Il Tribunale di Nicosia, con sentenza in data 2 dicembre 2010, applicava, ex art. 444 c.p.p., nei confronti di R.A., imputato di due diversi episodi di rapina aggravata, furto aggravato di un autovettura Fiat Punto e porto ingiustificato di coltello, con la continuazione, concesse le attenuanti generiche equivalenti alla contestata recidiva, la pena di anni quattro di reclusione e Euro 1200 di multa, revocando il beneficio dell’indulto di cui l’imputato aveva beneficiato in precedenza.

Proponeva ricorso per cassazione l’imputato deducendo l’inosservanza ed erronea applicazione della legge penale avendo errato il giudice nel rievocare il beneficio dell’indulto, in quanto i reati per cui imputato era stato condannato sono stati commessi dopo il termine di cinque anni e non sono neanche della stessa indole di quelli oggetto del decreto penale di condanna.
Motivi della decisione

il ricorso è manifestamente infondato e va dichiarato inammissibile.

La sentenza di applicazione concordata della pena ( art. 444 c.p.p.), essendo equiparata, ai sensi dell’art. 445 c.p.p., comma 1 bis, salvo diverse disposizioni di legge, ad una pronuncia di condanna (Cass. Sez. Un. 23 maggio 2006, n. 17781, rv. 233518) ben può costituire titolo idoneo per la revoca di diritto dell’indulto, ai sensi della L. n. 241 del 2006, art. 1, comma 3, qualora colui che ne ha usufruito commetta, entro cinque anni dall’entrata in vigore della citata legge, un delitto non colposo per il quale gli venga inflitta una pena detentiva non inferiore a due anni.

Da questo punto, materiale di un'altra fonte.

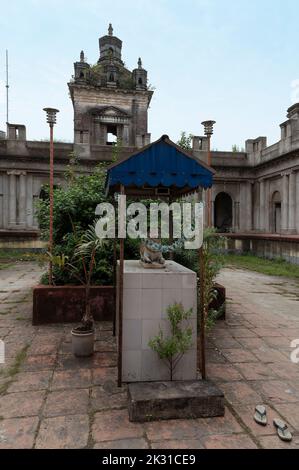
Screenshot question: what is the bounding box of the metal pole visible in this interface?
[117,185,125,387]
[49,124,54,285]
[113,238,117,336]
[169,196,173,260]
[207,135,212,227]
[6,49,9,130]
[198,246,206,379]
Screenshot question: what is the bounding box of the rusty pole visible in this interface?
[49,124,54,286]
[117,185,126,387]
[198,246,206,379]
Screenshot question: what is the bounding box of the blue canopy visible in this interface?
[106,136,214,192]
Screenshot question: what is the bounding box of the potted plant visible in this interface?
[48,225,107,357]
[71,225,104,357]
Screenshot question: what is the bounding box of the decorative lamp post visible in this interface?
[44,108,59,285]
[201,121,216,227]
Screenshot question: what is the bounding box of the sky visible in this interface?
[0,0,299,150]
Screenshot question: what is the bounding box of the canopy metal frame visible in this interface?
[106,136,215,387]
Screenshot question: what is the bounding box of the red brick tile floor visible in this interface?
[0,262,299,449]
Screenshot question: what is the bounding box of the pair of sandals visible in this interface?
[254,405,293,442]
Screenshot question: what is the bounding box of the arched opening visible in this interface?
[106,124,117,145]
[214,192,233,232]
[271,191,281,233]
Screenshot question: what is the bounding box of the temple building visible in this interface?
[0,24,299,263]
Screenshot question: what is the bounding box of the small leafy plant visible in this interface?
[49,224,108,331]
[148,303,192,380]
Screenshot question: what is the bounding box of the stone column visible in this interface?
[18,171,26,227]
[253,181,260,231]
[246,181,252,231]
[288,172,296,233]
[281,174,289,232]
[7,171,17,227]
[259,180,265,232]
[264,179,270,232]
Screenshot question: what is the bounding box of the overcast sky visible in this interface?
[0,0,299,150]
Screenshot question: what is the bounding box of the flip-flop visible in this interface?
[273,418,293,442]
[253,405,267,426]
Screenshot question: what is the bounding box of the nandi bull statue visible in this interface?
[140,238,182,269]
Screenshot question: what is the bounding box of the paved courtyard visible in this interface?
[0,262,299,449]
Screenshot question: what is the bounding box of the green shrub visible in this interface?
[148,303,192,380]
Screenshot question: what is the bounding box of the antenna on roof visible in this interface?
[6,49,9,130]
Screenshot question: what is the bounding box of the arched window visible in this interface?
[214,192,233,232]
[271,191,281,233]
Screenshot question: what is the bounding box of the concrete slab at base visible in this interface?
[128,380,224,422]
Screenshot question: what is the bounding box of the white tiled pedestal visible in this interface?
[116,260,197,382]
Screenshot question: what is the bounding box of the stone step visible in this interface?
[128,380,224,422]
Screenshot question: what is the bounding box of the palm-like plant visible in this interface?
[74,225,107,331]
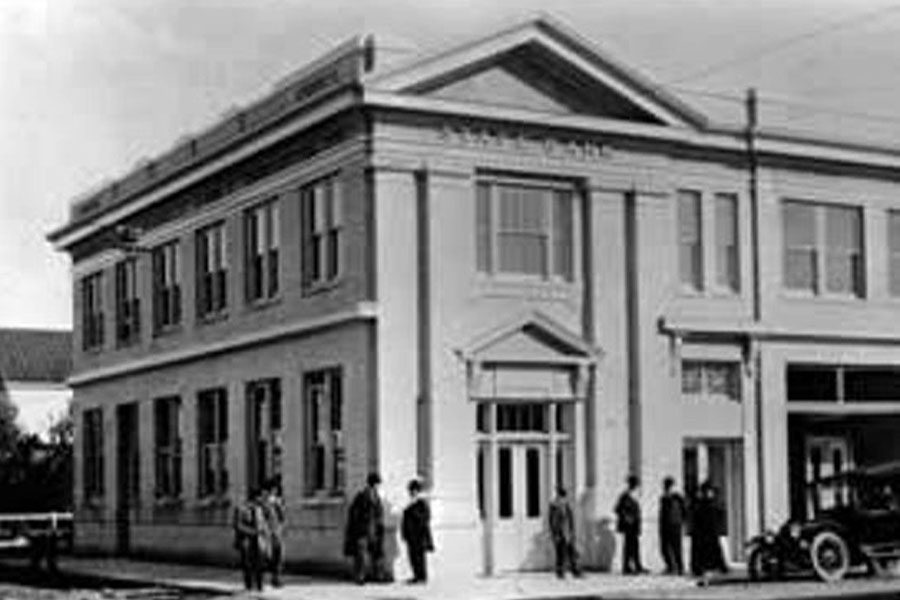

Alla luce dell’interpretazione logico-sistematica dell’art. 444 c.p.p., art. 445 c.p.p., comma 1 bis, e L. n. 241 de 2006, art. 1, comma 3, il suddetto principio ha una valenza generale e più ampia rispetto alla specifica fattispecie (revoca di diritto della sospensione condizionale della pena) con riferimento alla quale è stato enunciata e trova, quindi, applicazione anche in materia di revoca di diritto del benefico dell’indulto ai sensi della L. n. 241 del 2006, art. 1, comma 3, (Cass, Sez. 1, 11 luglio 2008 n. 29959, rv. 240686). Poichè i reati oggetto della sentenza di patteggiamento sono stati commessi entro anni cinque dall’entrata in vigore della predetta legge è legittima la revoca de beneficio dell’indulto, richiesto dal PM e accordato dal Tribunale, in mancanze di opposizione da parte del prevenuto che, in sede di ricorso, si è limitato alla mera enunciazione, in violazione del principio di autosufficienza del ricorso, che non trattavasi di reati della stessa indole di quelli per la quale è intervenuta sentenza di condanna, senza allegare i precedenti decreti di condanna, al fine di giustificare le doglianze. Ai sensi dell’art. 616 c.p.p., con il provvedimento che dichiara inammissibile il ricorso, l’imputato che lo ha proposto deve essere condannato al pagamento delle spese del procedimento, nonchè – ravvisandosi profili di colpa nella determinazione della causa di inammissibilità – al pagamento a favore della Cassa delle ammende della somma di Euro mille, così equitativamente fissata in ragione dei motivi dedotti.
P.Q.M.

Dichiara inammissibile il ricorso e condanna il ricorrente al pagamento delle spese processuali e della sommai di Euro mille alla Cassa delle ammende.

Testo non ufficiale. La sola stampa del bollettino ufficiale ha carattere legale.